Competition between A. minutum and G. catenatum could serve as a new pattern for determining interactions among marine neighbouring phytoplankton, which provides insights into community homoeostasis. Several studies have shown the adaptive acclimation of the highly destructive Alexandrium genus to climate change (Garrido et al., 2023; Mardones et al., 2017; Thangaraj et al., 2022). Differ from concentrating on BECs toxic effects of Alexandrium spp. on remote species (Su et al., 2019; Wang et al., 2017; Wang et al., 2024), we demonstrate that A. minutum can substantially inhibit related harmful algae, such as G. catenatum by influencing their light harvesting efficiency and CO₂ addition effectiveness without cell contact, after alleviation of the interference from PSTs. Chain and cell damage mechanism will enhance our understanding to make projections of this overlooked stressor on marine primary ecosystem will kill not only just higher trophic level species but also inhibit the physiology of related phytoplankton (Hallegraeff et al., 2023).
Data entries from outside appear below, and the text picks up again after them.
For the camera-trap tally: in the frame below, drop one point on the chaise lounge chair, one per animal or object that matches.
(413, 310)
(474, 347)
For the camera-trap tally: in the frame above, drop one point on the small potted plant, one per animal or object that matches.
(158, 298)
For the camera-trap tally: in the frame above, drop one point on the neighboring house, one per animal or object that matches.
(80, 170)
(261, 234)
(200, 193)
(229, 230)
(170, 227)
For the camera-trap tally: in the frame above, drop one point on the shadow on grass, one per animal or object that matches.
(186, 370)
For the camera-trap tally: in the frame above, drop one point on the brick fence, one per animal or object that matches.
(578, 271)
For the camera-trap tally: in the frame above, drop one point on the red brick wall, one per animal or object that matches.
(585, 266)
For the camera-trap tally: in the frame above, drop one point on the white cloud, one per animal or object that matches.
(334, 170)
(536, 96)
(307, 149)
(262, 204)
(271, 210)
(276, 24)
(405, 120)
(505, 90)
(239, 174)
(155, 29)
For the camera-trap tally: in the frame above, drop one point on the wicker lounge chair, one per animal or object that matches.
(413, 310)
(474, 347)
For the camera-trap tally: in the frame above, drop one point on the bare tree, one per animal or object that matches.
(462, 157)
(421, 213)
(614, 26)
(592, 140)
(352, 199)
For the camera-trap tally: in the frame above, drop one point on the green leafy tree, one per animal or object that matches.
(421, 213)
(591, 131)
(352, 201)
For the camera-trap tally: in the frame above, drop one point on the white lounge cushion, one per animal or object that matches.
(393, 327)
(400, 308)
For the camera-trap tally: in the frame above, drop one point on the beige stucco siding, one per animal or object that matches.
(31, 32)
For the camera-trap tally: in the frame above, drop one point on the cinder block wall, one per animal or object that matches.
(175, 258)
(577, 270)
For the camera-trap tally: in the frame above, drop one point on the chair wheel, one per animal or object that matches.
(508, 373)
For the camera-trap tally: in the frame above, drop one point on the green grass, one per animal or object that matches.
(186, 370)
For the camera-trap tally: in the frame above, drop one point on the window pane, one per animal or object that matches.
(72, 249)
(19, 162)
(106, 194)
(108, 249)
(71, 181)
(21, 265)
This study briefly investigated an underestimated short-range interaction among marine harmful algae, which ultimately influences algal physiology through BECs within a short timescale, though we could not fully define the core components of BECs in A. minutum. This is an attempt to determine the potential competitive relationships among phytoplankton and the cellular physiology that influences these relationships in their natural environment. Significantly, these key physiological attributes may not be unique to a specific genus but are widespread across many harmful algal taxa. Competition between individuals is part of the structural dynamics of communities, and inquiry into enigmatic interspecies interaction can guide understanding of the ecology of harmful phytoplankton communities under a pressing climate scenario. This pattern of ignite interaction between harmful algae may also be helpful when considering the prediction and management of harmful algal blooms.